Filling reusable bottles with tap water would be an obvious step forward in reducing the purchasing that we see today. The recent 5p charge on plastic carrier bags in England has seen reductions in use of around 70% and there are also schemes in other EU countries to reduce waste such as a deposit being placed upon bottles meaning they can be returned to the producer and refilled. Similar arrangements could go a long way to reducing plastic bottle use in the UK, as well as other developed nations.

Water contamination: Can we stop the world’s biggest killer?

It may be surprising to some, but water-borne diseases are the leading cause of death in the world. There are an estimated 3.4 million deaths a year according to the World Health Organisation (99% of which occur in developing countries (Prüss-Üstün et al., 2008)), whilst four-fifths of illnesses in developing countries are caused by contaminated water (Fonyuy, 2014). Clearly the problem of water pollution and contamination is now one of the most pressing issues for developing countries.

So how does water get polluted? Surface water is more commonly contaminated, and this can pose a high risk as many public waterways are used for drinking and cooking water as well as sanitation. However, a lack of infrastructure in towns and cities can lead to sewage and garbage being dumped straight into these waterways. Groundwater is usually safer as it gets filtered as it passes through underground layers of sand, clay and rock (Kjellstrom et al., 2006). Nevertheless, industry and mining can affect the mineral and pH levels of both ground and surface water. Arsenic (especially a problem in southern Asia, including Bangladesh) and fluoride, can leech through the soil into groundwater from both natural and anthropogenic sources, and are seen as the most dangerous inorganic contaminants in the world (Farooqi, 2015). 

The overriding contamination of freshwater comes from nitrogen and phosphurus, which are carried into the water from agricultural runoff. This leads to eutrophication of water bodies, and enhanced productivity of algae to form toxic algae blooms. A consequence of the increased respiration rates is that it depletes the water of oxygen, which can create 'dead zones' with devastating effects on local fauna.

It is not just freshwater reserves which are being increasingly contaminated. Go to any beach in Britain and it’s easy to see the amount of waste and debris washed up onto our shores. There are billions of pieces of plastic floating around are oceans, right down to microscale which can have a devastating effect on wildlife. The BP oil spill in the Gulf of Mexico is a well-known example of water pollution, where 780,000 cubic metres of oil were released into the ocean, causing havoc to marine wildlife as well as the local fishing and tourism industries. Meanwhile, Diaz and Rosenburg, 2008 report more than 400 marine dead zones, caused by toxic algae blooms and oxygen depletion. 

 Why is freshwater contamination such an issue in developing countries, whilst in general richer ones are able to get around the problem? The answer, inevitably, focuses around money. Many developing countries lack the finances to build the necessary infrastructure, such as pipes, treatment plants and wells. The problem is being exacerbated in many African countries by high population growth rates, meaning increased use of unsafe water for drinking, cooking and sanitation.

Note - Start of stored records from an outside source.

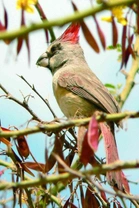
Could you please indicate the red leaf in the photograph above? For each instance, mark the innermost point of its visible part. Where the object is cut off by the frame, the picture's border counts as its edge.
(50, 162)
(82, 196)
(43, 17)
(91, 200)
(87, 34)
(125, 183)
(2, 27)
(6, 141)
(103, 194)
(84, 149)
(89, 37)
(114, 205)
(93, 134)
(101, 34)
(69, 204)
(19, 161)
(5, 17)
(22, 147)
(114, 32)
(35, 166)
(129, 51)
(137, 16)
(28, 47)
(2, 172)
(123, 45)
(19, 45)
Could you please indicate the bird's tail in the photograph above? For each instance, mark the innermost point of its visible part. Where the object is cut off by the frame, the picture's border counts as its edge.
(114, 178)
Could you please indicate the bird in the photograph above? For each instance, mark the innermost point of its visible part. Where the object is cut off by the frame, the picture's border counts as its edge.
(78, 91)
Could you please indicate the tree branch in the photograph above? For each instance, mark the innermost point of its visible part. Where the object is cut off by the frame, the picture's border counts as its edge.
(56, 127)
(24, 104)
(130, 76)
(77, 16)
(118, 165)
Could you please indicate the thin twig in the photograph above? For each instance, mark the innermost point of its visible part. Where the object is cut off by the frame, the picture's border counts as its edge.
(24, 104)
(77, 16)
(56, 127)
(34, 89)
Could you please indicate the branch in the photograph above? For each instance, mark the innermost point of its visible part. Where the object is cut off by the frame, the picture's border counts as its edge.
(130, 76)
(24, 104)
(77, 16)
(118, 165)
(44, 100)
(56, 127)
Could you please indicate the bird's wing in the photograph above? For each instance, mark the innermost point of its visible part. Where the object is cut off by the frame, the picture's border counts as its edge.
(90, 88)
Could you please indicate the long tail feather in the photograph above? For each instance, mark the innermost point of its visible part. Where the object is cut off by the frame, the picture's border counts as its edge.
(114, 178)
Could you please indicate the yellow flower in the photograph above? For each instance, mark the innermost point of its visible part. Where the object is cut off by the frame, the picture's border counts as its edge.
(118, 13)
(26, 5)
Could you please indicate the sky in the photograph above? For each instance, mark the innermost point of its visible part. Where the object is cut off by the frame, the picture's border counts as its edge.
(104, 65)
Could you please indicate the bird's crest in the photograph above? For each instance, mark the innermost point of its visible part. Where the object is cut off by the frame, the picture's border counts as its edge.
(71, 33)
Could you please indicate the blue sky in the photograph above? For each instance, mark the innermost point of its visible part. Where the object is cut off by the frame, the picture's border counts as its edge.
(104, 64)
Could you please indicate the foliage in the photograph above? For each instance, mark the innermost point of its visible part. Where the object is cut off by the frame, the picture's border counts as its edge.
(77, 171)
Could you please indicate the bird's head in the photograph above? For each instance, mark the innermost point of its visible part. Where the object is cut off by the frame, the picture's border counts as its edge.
(62, 50)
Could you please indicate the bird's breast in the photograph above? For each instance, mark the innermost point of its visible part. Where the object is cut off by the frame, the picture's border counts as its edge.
(72, 105)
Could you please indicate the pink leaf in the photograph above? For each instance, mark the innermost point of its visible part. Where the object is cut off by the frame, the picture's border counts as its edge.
(93, 134)
(84, 149)
(101, 34)
(114, 32)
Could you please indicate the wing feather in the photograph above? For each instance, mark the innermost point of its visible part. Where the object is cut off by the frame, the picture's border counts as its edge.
(97, 93)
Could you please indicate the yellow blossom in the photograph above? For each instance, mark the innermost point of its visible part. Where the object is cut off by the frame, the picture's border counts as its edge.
(118, 13)
(26, 5)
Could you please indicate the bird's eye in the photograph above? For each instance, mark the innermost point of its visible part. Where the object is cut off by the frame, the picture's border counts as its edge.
(55, 48)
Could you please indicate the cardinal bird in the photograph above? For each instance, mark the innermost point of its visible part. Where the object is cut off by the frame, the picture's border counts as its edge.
(79, 93)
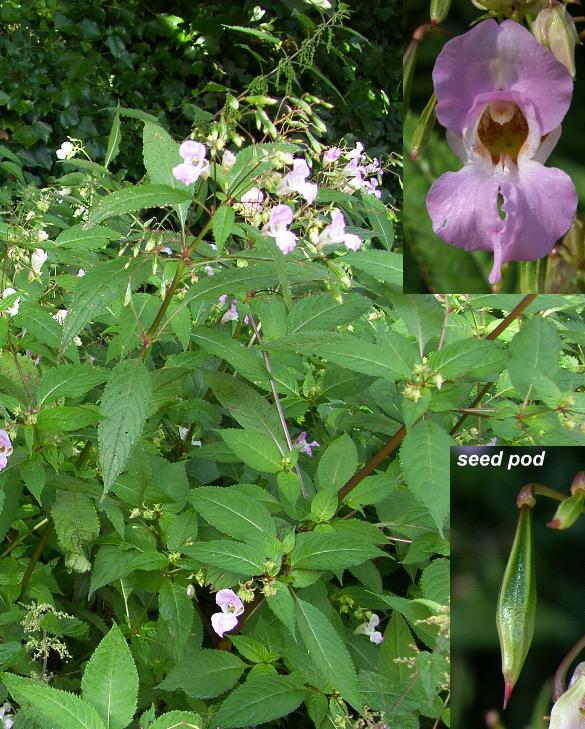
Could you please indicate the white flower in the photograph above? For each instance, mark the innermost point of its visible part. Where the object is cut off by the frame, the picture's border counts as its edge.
(66, 151)
(37, 259)
(12, 310)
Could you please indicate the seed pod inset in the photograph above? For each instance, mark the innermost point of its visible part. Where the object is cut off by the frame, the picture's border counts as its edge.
(517, 602)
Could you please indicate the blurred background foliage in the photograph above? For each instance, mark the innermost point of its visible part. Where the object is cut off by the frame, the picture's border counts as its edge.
(64, 62)
(432, 265)
(484, 514)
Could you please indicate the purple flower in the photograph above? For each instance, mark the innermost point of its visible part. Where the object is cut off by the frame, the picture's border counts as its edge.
(296, 181)
(194, 164)
(231, 606)
(502, 97)
(335, 233)
(5, 448)
(369, 629)
(232, 313)
(302, 445)
(331, 155)
(280, 217)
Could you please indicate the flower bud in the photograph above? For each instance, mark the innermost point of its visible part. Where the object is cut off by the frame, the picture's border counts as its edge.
(568, 511)
(439, 10)
(517, 602)
(554, 28)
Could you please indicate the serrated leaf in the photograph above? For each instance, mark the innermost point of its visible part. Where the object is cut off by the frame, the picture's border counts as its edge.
(258, 700)
(337, 463)
(323, 311)
(222, 225)
(68, 381)
(424, 455)
(124, 407)
(255, 449)
(110, 680)
(176, 609)
(382, 265)
(204, 675)
(97, 289)
(140, 197)
(53, 707)
(242, 559)
(233, 513)
(328, 652)
(329, 551)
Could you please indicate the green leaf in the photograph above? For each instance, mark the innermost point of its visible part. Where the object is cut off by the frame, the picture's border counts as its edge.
(329, 551)
(204, 675)
(255, 449)
(135, 198)
(323, 311)
(176, 609)
(53, 707)
(477, 358)
(161, 154)
(76, 521)
(222, 225)
(233, 513)
(97, 289)
(424, 455)
(382, 265)
(236, 557)
(68, 381)
(110, 680)
(124, 407)
(258, 700)
(328, 652)
(338, 463)
(78, 238)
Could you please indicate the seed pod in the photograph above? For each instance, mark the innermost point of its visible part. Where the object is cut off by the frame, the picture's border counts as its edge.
(439, 10)
(517, 602)
(568, 511)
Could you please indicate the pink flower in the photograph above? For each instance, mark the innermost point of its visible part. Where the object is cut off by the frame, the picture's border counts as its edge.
(281, 216)
(231, 606)
(5, 448)
(194, 164)
(331, 154)
(335, 233)
(304, 447)
(296, 181)
(502, 97)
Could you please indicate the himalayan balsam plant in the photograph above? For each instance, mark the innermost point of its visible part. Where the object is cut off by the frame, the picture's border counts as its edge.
(515, 616)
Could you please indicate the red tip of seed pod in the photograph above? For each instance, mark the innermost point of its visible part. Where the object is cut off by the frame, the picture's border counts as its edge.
(507, 692)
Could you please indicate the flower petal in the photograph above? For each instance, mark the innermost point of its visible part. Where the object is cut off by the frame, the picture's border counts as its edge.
(506, 57)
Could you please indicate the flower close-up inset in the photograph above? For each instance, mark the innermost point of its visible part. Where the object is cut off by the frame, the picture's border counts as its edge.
(502, 97)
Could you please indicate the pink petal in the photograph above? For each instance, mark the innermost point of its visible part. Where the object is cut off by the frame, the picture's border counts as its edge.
(506, 57)
(222, 622)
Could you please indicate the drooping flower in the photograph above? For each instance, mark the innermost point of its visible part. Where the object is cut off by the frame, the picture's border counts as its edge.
(304, 447)
(335, 233)
(37, 259)
(5, 448)
(231, 607)
(296, 181)
(194, 164)
(369, 629)
(13, 309)
(502, 97)
(65, 151)
(281, 216)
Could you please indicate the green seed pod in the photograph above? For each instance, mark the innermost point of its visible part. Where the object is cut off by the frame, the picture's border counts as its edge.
(517, 601)
(568, 511)
(439, 10)
(423, 129)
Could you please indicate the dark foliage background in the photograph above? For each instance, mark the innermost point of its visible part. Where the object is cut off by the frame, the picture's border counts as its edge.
(484, 513)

However the developed world has its problems as well. Recently in the USA there have been reports of contaminated groundwater due to deposition of waste water from the hydraulic fracturing, or fracking, process of extracting natural gas. Although natural gas has been hailed as a cleaner alternative to coal, and a transition fuel whilst the world switches to a future which utilises renewable energy sources, it brings its own environmental impacts. Methane concentration has been found to rise with proximity to fracking sites (Holzman, 2011). This video shows an example of how methane levels are so high in some US drinking water supplies that they are actually flammable: 

This has led to a backlash against fracking in regions which are experiencing water pollution. Developed nations have higher expectations with regard to their water supply and are typically willing to take steps to protect the quality of that water.  

How realistic is it though, to expect to radically reduce water contamination in developing countries? Historically poorer agricultural countries are often the ones experiencing the most rapid economic growth, driven by increased globalisation and growing demand for minerals and other commodities.  This typically involves rapid expansion of cities, including the building of new factories and roads, but often without the infrastructure to support dealing with contaminated water.  

However preserving water quality and improving accessibility brings significant potential economic benefits due to a decreased spend on health and less time spent on collecting water, thereby increasing economic productivity. For a developing country to prosper, it is in their interest for economic growth and improvements to the water supply to go hand-in-hand.

In the news this week…

Just a short one. Donald Trump is the President-elect of the United States of America. This divisive result will have numerous effects worldwide, but what does it mean for the future well being of the planet?

In 2012, he wrote on his twitter account, “The concept of global warming was created by and for the Chinese in order to make US manufacturing non-competitive”. Essentially, we now have a climate change denier as the leader of the second most polluting country on Earth. More recently he claimed that he would “cancel all wasteful climate change spending”. As far as our efforts to decrease carbon dioxide emissions in order to slow global warming go, this is not good news.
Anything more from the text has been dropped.